計算社会科学

計算社会科学(Computational Social Science)とは、簡潔にいうと、「人間・社会(問題意識) × 計算・計量(数理と技術)」が可能にする新しい学際科学です。次のような方法論を最大限に活用して、人間行動や社会現象を測定・モデル化し、既存の社会科学を定量的に補強するのみならず、社会科学の射程を方法論の面から大幅に拡張しようとしています。

  • 現実世界のプロキシーとしてのビッグデータ
  • 観察・実験の場としてのWeb
  • 複雑系を扱う数理手法と情報技術

ではなぜ今、計算社会科学なのでしょうか?その背景として、ウェブのソーシャル化やIoT (Internet of Things) の登場により行動の電子的痕跡が高密度かつ継続的に蓄積されるようになったことや、ビッグデータを扱う数理・情報技術の発達によって、これまでは不可能だったような「社会現象の要素」の定量化が可能になったことがあげられます。さらに、情報化社会において人間行動や社会そのものが複雑化し、新しい理解の仕方が求められているという事情もあります。

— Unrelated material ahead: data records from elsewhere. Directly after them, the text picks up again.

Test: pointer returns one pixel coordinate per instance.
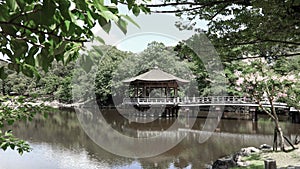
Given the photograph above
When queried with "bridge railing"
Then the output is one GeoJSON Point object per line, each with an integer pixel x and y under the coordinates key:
{"type": "Point", "coordinates": [192, 100]}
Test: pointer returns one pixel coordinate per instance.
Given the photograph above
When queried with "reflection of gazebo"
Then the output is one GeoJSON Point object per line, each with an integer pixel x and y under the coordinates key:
{"type": "Point", "coordinates": [155, 83]}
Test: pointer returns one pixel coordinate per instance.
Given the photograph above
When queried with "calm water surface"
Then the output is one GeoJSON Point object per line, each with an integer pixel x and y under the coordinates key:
{"type": "Point", "coordinates": [59, 142]}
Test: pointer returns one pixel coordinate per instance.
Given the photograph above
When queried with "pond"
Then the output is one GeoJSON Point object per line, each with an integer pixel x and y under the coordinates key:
{"type": "Point", "coordinates": [60, 142]}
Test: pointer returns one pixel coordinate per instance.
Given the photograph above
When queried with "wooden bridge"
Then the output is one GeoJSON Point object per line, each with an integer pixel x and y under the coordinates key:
{"type": "Point", "coordinates": [200, 101]}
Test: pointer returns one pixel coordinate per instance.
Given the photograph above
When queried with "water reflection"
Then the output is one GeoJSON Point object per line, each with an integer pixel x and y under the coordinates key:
{"type": "Point", "coordinates": [60, 142]}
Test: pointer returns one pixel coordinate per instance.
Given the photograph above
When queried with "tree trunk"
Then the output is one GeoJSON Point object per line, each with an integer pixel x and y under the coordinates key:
{"type": "Point", "coordinates": [278, 135]}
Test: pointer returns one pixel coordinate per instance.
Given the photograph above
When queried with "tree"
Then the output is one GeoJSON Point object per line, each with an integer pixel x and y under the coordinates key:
{"type": "Point", "coordinates": [258, 80]}
{"type": "Point", "coordinates": [202, 58]}
{"type": "Point", "coordinates": [34, 33]}
{"type": "Point", "coordinates": [243, 28]}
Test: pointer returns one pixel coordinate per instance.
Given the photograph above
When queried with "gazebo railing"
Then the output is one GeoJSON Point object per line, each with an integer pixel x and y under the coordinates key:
{"type": "Point", "coordinates": [191, 100]}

計算社会科学はこれまでの社会科学とどう違うのでしょうか?この答えは研究者によってまちまちです。計算社会科学は一時的なムーブメントで社会学に早晩吸収されると考えている人もいますし、複雑系科学の一部だと考えている人もいます。あるいは、計算社会科学の効用に着目して、マーケティングや社会情報基盤、制度設計やジャーナリズムなどへの多様な応用を考えている人もいます。1つだけ確かなことは、計算社会科学という考え方(あるいは言葉の響き)が多くの人々を惹きつけているということです。

生まれたてで、発展の真っただ中にある計算社会科学を定義するのは時期尚早ですし、現時点で定義にこだわるのはあまり意味がないと思います。今はむしろ、計算社会科学という方法駆動で、新しい知見を積み重ねる段階にあります。つまり、「計算社会科学とは何か」より「計算社会科学で何ができるか」が大事だと思います。

かつて、ティコ・ブラーエが黙々と続けた緻密で大量の天体観測記録が、後にケプラーの法則の発見につながりました。「望遠鏡」を手に入れた社会科学が、今まさに真の科学へと昇華するチャンスが訪れているのです。